In a few hours NASA's NEAR Shoemaker probe will "touchdown" on the surface of the asteroid eros. Bearing in mind that NASA will underestimate them, I've been trying to guess the chances of survival. Here's what I've come up with:

starting principles:
G(earth) = 9.81 ms-2
Near's impact speed = 5 mph or 2.22 m/s

```Some useful formulas:
(a) v = u+at
(b) d = u*t+(a*t^2)/2

solve (a) for t
t = (u-v)/a
but u = 0 so it becomes:
t = -v/a
substitute into (b)
d = u*(-v/a) + (a*(-v/a)^2)/2
again u = 0, so:
d = (a*(-v/a)^2)/2
with actual values:
d = (9.81*(-2.22/9.81)^2)/2
d = 25 cm
or 10 inches
```
Now take a look at it ( http://near.jhuapl.edu/resources/Nearcraft_lg.jpg ) and try to imagine it being dropped from 25cm on Earth.
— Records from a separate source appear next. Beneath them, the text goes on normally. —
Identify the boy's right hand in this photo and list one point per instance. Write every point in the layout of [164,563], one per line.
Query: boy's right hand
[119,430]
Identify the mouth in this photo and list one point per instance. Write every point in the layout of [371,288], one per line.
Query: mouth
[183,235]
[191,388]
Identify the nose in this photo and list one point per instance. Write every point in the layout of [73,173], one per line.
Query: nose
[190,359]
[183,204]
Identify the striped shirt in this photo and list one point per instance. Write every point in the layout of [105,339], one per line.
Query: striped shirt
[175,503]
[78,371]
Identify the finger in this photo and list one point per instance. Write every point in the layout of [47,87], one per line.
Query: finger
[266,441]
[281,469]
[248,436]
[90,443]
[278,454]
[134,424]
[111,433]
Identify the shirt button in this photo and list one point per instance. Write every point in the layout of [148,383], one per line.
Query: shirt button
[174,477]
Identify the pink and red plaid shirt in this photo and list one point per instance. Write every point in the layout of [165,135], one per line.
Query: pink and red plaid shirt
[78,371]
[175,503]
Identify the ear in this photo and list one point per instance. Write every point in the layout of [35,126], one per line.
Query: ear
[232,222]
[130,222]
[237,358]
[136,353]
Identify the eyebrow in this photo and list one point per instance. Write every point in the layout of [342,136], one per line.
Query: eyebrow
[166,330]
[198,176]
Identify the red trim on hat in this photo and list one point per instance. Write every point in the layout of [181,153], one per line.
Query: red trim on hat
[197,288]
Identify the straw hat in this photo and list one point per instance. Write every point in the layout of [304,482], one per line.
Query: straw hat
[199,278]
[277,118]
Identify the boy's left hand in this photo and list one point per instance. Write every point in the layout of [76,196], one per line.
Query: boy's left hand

Bear in mind that the surface of Eros is probably soft and sandy, and that it's uncertain what angle it will strike at.

Anyone running a book?

Update:
Well, as you probably heard, NEAR survived beautifully. The actual impact speed was closer to 4mph, or the equivalent of a drop of 19cm on Earth. NEAR has been deactivated, but providing it is in sunlight it may be reactivated in the future.

Further update:
Attempts to reactive NEAR have not been succesful.